Die französischen Medien können den Sieg der Pariser in München kaum fassen. Möglich gemacht haben es zwei zuletzt immer wieder gescholtene Ballkünstler.

Der eine schoss zwei Tore, der andere bereitete zwei vor: Kylian Mbappé und Neymar.
Der eine schoss zwei Tore, der andere bereitete zwei vor: Kylian Mbappé und Neymar.
Foto: Getty Images

Vielleicht müsste man den Parisern einmal sagen, dass ihr Team kein Underdog ist, schon lange nicht mehr. PSG hat Geld wie ein ganz grosser Verein und mit Katar gleich einen ganzen und reichen Staat als Gönner und Dauerinvestor. Der Verein hat sich deshalb auch Spieler aus der Kategorie Weltstar leisten können, Kylian Mbappé und Neymar gehören in die Top 5 der Zunft. Und im vergangenen Jahr stand Paris schon einmal im Final der Champions League. Dennoch geriert man sich immer noch gerne als kleiner, als zufälliger und unverdienter Sieger.
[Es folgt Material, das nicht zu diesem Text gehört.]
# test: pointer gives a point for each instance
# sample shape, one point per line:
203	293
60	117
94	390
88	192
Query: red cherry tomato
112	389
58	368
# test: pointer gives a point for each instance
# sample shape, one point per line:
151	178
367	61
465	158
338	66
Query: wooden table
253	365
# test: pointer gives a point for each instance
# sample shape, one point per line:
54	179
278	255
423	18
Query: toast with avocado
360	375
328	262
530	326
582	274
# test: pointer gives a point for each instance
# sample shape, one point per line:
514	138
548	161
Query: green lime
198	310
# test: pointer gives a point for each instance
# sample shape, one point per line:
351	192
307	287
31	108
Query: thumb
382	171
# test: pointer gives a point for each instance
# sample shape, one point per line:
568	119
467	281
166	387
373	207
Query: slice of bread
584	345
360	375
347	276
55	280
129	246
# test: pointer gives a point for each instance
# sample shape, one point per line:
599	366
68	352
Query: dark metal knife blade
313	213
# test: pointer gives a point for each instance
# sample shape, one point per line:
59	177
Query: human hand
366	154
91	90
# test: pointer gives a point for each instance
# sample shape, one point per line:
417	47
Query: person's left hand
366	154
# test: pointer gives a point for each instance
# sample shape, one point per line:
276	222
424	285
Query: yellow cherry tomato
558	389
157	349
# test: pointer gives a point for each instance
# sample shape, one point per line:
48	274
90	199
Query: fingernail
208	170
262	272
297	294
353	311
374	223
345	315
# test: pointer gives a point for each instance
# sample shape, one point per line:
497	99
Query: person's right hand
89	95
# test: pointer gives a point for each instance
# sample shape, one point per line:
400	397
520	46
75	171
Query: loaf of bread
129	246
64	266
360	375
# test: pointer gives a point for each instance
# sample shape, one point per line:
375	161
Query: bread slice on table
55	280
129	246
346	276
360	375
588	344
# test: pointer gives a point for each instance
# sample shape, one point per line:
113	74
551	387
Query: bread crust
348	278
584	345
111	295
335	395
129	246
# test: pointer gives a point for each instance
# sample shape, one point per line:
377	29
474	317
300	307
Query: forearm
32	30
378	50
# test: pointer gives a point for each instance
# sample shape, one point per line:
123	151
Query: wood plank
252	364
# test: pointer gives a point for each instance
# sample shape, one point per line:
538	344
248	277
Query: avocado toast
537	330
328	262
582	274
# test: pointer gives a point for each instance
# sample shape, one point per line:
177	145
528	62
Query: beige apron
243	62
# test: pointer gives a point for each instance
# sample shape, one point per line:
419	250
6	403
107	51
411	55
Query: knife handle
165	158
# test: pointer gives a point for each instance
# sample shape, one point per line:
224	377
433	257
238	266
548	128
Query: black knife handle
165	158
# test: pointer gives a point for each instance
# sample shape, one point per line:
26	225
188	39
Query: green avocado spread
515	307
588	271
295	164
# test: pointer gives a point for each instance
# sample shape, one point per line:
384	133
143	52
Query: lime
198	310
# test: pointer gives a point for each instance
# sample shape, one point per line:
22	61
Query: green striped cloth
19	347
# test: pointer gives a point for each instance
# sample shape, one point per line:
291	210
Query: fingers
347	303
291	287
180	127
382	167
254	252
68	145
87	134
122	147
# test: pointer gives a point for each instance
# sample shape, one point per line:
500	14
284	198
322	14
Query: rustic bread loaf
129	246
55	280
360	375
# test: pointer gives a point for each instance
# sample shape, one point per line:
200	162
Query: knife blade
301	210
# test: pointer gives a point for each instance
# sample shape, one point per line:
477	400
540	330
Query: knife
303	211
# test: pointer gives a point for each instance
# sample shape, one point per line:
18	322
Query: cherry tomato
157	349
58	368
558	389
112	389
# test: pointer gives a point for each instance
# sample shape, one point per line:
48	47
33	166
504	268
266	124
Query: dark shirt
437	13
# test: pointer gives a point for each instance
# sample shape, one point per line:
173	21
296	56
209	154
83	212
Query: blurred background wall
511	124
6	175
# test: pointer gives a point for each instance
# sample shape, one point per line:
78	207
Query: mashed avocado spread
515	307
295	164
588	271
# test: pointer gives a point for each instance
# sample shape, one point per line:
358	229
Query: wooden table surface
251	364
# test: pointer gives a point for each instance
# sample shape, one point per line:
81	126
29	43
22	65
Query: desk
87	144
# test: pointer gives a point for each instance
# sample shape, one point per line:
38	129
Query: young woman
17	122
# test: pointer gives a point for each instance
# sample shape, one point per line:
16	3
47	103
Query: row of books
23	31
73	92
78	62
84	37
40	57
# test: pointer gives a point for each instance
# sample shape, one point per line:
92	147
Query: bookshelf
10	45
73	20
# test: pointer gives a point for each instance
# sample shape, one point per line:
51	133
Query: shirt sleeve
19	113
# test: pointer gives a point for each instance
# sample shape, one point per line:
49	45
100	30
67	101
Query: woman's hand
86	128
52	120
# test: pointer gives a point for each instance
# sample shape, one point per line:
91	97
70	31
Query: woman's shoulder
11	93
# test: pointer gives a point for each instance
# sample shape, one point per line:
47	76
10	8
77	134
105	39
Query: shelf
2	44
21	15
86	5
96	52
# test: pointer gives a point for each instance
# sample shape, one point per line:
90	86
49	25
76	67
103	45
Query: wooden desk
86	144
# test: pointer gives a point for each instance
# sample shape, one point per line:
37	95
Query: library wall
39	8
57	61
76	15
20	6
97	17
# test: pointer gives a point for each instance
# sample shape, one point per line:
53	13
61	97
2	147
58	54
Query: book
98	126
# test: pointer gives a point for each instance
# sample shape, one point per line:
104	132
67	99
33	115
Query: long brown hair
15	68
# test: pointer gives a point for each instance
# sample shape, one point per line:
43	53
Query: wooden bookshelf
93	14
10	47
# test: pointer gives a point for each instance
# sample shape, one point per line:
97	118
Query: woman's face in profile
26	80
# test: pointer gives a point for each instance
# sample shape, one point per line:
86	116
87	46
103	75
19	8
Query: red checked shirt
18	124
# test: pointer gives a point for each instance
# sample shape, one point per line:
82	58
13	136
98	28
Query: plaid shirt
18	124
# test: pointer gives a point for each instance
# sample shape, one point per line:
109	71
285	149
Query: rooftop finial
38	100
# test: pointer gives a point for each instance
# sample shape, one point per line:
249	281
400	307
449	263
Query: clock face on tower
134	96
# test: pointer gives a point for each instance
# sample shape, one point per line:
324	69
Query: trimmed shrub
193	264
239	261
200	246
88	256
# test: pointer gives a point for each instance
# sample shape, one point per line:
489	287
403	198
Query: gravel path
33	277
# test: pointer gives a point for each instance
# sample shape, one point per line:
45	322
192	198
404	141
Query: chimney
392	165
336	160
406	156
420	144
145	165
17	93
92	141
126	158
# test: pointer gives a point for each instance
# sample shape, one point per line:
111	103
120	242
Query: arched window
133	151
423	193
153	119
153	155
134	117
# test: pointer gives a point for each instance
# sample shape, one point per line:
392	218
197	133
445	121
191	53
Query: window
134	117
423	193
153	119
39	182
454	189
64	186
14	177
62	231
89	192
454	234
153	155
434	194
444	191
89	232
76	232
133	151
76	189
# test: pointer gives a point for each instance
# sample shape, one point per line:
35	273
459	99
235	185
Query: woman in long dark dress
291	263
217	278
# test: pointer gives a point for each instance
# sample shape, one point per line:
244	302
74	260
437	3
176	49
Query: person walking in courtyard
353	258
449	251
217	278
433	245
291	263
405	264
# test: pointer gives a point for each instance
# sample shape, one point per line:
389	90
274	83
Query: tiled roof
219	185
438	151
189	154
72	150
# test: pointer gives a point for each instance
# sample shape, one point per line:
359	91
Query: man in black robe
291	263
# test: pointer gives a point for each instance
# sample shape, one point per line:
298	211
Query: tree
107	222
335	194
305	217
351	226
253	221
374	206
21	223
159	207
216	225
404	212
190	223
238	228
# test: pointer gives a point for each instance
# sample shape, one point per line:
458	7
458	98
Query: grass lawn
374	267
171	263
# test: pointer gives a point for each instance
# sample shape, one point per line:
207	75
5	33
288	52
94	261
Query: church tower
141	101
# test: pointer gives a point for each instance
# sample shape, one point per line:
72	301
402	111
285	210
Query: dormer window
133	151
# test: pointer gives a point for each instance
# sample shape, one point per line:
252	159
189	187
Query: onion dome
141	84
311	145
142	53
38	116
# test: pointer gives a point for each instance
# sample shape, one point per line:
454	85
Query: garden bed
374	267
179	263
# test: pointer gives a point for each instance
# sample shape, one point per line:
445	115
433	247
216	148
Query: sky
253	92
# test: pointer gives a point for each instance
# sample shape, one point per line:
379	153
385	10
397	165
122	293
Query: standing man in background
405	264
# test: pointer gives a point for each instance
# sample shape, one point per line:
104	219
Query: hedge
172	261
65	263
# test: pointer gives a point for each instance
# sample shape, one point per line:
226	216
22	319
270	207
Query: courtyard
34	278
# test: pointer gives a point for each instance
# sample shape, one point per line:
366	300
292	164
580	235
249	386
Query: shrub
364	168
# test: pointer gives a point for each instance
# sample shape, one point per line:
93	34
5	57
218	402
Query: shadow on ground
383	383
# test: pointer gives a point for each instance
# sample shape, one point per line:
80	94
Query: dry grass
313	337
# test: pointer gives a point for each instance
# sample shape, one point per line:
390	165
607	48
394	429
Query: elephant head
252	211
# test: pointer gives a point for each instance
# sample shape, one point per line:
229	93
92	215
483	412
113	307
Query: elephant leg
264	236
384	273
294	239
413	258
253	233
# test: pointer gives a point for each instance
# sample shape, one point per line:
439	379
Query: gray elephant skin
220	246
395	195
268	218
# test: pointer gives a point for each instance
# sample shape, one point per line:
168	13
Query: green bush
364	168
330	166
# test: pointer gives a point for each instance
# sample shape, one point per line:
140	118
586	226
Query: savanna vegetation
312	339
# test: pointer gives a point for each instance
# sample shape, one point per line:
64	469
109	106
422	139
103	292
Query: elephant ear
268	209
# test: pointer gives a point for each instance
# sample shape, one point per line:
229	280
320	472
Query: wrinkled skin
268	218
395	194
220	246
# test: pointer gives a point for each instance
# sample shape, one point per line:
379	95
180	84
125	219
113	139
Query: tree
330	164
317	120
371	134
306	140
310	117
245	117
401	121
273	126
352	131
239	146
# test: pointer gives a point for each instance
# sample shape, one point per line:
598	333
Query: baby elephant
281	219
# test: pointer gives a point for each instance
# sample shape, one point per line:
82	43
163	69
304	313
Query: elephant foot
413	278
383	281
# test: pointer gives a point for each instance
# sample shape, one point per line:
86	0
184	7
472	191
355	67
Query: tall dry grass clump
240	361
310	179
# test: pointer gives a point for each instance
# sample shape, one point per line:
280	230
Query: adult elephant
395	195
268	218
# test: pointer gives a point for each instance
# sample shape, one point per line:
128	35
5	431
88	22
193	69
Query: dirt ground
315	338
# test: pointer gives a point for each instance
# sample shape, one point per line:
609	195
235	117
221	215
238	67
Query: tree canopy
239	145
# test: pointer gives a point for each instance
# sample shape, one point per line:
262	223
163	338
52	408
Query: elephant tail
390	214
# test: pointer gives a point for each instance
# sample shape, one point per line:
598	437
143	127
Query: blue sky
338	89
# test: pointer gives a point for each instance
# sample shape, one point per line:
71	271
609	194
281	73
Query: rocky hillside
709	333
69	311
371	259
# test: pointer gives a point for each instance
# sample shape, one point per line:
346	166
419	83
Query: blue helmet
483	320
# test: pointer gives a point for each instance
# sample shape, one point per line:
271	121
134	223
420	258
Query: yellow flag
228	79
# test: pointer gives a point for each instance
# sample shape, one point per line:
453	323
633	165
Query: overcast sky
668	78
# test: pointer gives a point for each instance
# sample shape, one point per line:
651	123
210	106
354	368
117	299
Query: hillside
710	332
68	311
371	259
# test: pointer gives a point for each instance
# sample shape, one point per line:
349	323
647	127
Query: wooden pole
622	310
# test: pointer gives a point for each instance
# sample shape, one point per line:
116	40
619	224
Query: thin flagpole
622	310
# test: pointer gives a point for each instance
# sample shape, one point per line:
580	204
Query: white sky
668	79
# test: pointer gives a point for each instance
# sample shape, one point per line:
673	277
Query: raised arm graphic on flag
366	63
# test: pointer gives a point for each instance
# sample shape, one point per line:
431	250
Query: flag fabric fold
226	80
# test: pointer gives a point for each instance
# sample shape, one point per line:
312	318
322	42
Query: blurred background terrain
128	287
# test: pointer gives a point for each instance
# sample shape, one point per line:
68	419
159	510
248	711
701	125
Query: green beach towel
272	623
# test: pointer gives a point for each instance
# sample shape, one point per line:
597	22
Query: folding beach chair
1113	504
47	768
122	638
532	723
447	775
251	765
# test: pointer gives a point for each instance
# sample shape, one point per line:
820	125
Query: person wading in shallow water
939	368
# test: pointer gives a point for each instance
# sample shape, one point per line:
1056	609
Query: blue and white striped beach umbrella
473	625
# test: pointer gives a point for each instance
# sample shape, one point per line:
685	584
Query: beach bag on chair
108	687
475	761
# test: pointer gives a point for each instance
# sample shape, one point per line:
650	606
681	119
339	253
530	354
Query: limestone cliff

Nach dem 3:2 in München schreibt die Zeitung «Le Parisien», die sich immer besonders rührig um die Seele der Anhänger kümmert: «Das ist ein leichter Morgen, zum Pfeifen in den Strassen.» Heldenhaft sei man gewesen, alle zusammen, die Stadt gleich mit: «Paris héroïque!», so steht es auf der ersten Seite des «Parisien», als hätten sich die Bayern nicht in erster Linie selbst geschlagen.